Japans Börse bleibt trotz Rekordinflation ein Geheimtipp
Während in Europa die Inflationsrate im Herbst auf mehr als zehn Prozent gestiegen ist, liegt sie in Japan aktuell bei nur 3,7 Prozent. Und dennoch ist dies für das Land der aufgehenden Sonne der höchste Wert seit 1981. Viele Jahre gab es rückläufige Preise (Deflation). Richard Kaye, Fondsmanager beim internationalen Vermögensverwalter Comgest, lebt seit 30 Jahren in dem Land und erklärt dies so: „Japanische Konsumenten akzeptieren keine Preiserhöhungen.“ Größere Anschaffungen wie Autos oder Immobilien würden sonst hinausgeschoben werden. Im Zuge der steigenden Rohstoffpreise ging es heuer aber nicht mehr anders und die Preise mussten angehoben werden.

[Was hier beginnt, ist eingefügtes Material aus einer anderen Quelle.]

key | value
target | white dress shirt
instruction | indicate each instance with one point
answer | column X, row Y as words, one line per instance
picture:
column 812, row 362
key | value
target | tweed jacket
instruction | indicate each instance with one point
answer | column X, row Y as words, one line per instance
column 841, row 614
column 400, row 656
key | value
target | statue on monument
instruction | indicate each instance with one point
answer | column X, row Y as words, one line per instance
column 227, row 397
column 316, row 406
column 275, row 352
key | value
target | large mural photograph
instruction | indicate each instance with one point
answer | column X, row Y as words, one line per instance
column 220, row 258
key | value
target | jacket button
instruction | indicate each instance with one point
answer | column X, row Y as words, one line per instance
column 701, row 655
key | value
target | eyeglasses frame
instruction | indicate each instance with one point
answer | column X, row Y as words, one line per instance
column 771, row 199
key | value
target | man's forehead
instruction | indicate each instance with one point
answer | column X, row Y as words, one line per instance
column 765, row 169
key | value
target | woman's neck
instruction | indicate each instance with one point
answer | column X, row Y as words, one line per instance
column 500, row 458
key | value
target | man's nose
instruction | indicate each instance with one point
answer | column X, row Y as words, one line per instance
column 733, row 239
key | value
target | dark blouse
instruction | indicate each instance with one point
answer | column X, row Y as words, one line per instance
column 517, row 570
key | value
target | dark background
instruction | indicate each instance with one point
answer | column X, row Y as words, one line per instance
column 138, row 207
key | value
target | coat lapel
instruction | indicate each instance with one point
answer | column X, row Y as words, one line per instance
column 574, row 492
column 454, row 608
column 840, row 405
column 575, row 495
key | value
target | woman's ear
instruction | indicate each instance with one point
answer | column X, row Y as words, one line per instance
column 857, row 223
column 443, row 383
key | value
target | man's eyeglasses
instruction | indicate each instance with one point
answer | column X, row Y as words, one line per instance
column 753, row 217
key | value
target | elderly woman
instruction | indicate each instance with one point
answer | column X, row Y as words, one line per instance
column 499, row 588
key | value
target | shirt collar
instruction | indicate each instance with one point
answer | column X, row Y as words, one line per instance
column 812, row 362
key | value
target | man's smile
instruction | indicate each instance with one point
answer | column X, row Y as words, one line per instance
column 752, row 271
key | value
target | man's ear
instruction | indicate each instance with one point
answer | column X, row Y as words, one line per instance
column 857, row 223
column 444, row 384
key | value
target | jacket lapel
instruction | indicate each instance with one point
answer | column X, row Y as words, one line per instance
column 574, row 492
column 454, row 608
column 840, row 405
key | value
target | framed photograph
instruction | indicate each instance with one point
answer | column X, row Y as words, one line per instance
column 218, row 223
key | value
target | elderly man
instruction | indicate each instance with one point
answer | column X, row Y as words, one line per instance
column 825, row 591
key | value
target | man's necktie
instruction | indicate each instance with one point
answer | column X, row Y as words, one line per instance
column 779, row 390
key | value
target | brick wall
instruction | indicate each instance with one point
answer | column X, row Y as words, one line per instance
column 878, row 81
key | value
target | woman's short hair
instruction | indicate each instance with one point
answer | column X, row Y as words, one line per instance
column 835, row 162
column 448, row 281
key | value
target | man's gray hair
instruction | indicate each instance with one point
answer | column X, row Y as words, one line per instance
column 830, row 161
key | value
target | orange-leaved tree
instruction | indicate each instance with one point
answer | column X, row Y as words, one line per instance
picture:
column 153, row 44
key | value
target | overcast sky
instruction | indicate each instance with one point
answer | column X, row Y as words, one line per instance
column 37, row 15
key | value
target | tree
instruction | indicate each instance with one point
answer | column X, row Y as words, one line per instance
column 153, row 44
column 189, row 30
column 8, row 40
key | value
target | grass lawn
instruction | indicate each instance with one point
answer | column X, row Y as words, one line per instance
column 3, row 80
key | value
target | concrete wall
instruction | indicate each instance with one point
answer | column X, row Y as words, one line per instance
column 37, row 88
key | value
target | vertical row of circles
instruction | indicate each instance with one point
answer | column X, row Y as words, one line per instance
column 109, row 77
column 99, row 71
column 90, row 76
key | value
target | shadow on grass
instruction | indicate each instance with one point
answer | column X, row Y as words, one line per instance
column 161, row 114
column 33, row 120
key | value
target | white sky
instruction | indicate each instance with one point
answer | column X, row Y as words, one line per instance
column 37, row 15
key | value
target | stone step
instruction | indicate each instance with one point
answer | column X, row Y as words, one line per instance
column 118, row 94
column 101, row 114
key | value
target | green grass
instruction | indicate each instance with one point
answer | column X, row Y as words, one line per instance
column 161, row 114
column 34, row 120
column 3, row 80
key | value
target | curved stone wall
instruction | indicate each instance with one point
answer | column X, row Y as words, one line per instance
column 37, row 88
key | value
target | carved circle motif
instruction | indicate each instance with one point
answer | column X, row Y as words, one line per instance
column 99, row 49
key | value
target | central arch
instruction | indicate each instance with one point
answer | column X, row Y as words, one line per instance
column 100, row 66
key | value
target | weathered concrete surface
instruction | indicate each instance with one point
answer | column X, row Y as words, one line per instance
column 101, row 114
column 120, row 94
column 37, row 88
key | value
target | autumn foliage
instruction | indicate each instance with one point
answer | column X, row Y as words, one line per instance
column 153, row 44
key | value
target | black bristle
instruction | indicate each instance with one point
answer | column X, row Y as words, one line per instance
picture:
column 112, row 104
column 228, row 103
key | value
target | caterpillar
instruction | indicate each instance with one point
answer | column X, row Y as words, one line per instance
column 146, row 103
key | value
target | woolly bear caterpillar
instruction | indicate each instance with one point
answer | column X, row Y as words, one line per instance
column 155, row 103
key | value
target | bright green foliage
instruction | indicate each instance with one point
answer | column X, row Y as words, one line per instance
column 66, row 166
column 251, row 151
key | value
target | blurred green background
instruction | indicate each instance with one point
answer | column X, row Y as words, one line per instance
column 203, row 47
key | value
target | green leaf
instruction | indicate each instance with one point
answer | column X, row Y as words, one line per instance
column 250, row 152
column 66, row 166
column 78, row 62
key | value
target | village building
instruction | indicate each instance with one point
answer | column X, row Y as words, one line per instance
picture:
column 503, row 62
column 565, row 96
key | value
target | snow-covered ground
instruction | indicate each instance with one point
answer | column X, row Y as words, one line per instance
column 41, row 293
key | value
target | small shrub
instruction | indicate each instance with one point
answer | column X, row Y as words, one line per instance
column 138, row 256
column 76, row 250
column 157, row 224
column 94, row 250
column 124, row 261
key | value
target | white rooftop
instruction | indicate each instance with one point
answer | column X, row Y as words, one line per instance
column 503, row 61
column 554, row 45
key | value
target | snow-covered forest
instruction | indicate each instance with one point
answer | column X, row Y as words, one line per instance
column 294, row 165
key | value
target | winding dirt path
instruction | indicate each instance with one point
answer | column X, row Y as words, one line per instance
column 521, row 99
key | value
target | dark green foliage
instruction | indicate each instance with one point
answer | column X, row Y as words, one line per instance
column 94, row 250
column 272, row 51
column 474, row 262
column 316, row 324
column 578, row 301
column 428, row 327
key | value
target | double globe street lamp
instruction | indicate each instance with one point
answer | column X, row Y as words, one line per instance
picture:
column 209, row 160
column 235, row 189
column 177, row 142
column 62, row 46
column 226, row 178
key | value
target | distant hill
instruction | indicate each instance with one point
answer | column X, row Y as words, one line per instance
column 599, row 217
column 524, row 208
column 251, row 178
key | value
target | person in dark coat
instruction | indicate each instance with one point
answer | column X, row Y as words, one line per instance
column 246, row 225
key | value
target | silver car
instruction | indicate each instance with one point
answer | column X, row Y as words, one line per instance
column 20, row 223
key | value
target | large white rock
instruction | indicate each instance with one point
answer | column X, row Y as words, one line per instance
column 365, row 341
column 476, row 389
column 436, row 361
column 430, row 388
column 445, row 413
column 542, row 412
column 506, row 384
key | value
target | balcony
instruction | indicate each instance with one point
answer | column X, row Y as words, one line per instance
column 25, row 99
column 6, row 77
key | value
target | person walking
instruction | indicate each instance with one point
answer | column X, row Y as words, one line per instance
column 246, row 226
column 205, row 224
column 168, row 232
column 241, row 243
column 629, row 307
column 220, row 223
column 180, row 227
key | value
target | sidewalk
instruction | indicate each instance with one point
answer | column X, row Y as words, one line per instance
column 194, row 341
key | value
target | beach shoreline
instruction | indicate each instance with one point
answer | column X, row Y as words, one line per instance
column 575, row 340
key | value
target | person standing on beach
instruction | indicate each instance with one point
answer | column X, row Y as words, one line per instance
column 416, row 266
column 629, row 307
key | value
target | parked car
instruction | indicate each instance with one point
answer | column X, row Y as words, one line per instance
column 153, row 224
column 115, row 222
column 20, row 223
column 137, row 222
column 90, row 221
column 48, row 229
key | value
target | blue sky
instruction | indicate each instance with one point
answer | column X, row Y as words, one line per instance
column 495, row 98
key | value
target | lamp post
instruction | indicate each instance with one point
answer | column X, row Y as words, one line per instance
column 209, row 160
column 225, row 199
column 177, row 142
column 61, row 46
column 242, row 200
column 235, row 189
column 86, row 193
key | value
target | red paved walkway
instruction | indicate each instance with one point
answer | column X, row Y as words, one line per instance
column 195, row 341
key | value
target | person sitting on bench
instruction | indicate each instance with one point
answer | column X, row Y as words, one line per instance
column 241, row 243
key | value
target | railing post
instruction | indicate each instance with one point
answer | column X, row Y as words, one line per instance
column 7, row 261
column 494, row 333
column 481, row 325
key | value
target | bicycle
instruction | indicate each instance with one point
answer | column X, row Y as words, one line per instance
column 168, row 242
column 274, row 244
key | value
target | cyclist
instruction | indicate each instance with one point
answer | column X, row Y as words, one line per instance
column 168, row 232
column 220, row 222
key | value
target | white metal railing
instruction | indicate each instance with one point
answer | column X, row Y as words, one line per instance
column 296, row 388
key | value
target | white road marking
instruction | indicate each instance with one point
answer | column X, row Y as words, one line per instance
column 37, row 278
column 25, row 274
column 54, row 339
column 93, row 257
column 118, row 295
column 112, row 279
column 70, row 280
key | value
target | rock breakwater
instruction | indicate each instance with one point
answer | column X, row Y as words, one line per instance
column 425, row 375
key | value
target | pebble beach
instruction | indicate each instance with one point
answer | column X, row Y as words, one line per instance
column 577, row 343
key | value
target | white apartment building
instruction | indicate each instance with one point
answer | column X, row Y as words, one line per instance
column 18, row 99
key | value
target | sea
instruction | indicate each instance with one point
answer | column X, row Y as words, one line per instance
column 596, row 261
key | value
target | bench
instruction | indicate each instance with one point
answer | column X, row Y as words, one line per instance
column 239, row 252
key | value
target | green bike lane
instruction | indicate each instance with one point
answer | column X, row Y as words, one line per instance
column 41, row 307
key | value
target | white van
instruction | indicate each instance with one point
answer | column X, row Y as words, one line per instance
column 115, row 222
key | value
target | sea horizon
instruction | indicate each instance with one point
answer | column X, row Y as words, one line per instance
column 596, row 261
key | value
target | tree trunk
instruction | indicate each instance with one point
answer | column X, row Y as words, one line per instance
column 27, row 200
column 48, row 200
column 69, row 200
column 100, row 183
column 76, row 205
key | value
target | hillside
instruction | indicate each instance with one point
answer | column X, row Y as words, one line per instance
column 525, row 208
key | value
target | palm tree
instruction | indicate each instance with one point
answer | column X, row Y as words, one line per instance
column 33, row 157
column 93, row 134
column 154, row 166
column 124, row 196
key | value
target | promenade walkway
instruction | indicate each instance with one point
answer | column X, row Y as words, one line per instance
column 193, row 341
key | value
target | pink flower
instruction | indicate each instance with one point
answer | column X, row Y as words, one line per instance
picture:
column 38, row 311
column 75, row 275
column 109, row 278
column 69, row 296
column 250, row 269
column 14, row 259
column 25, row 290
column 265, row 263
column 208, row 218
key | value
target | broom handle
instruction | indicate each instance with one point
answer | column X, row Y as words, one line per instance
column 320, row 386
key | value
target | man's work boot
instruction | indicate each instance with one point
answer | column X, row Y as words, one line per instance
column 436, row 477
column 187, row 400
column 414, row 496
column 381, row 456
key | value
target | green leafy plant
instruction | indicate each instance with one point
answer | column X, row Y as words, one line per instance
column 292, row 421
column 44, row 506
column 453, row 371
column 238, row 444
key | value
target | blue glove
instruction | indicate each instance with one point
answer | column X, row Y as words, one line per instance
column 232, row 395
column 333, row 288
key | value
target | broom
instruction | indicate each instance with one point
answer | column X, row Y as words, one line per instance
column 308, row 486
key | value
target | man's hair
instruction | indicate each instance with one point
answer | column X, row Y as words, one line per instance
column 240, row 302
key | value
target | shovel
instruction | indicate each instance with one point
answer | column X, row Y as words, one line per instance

Doch im Gegensatz zu anderen Staaten reagierte die Notenbank in Tokio nicht mit Zinserhöhungen. Sie hat in der Vorwoche nur höhere Zinsen für langfristige Anleihen zugelassen. Das reichte zwar, um den Leitindex Nikkei 225 unter Druck zu setzen. Doch Zinserhöhungen schließt sie weiterhin aus. Der niedrige Leitzins (minus 0,1 Prozent) wird von Börsianern als Vorteil gegenüber Europa oder den USA gesehen. „Es ist eines der spannendsten Länder zum investieren“, sagt Kaye. Akhil Dhawan, Fondsmanager bei der Schoellerbank, pflichtet ihm bei. „Der Markt hat viel Potenzial für die kommenden Jahre.“
Wachstum
Beide nennen als Grund vor allem die zahlreichen Konzerne, die in ihren Branchen führend seien. In den Bereichen digitale Transformation, Vernetzung, Medizintechnik und Nachhaltigkeit bestünden enorme Wachstumschancen, wozu viele Unternehmen hochmoderne Technologien vorweisen könnten. „Die meisten von ihnen sind zudem schuldenfrei, verfügen über hohe Barreserven und verfolgen eine aktionärsfreundliche Politik“, sagt Dhawan. Zudem profitiert das Land laut Kaye von seiner politischen Stabilität. Darüber hinaus seien viele Titel günstig, da sie nicht auf der Beobachtungsliste von Investoren stünden. Zu Kayes Investments zählen etwa Torii Pharmaceutical, Daikin (Luftfilter-Hersteller) oder der Softwareentwickler Obic.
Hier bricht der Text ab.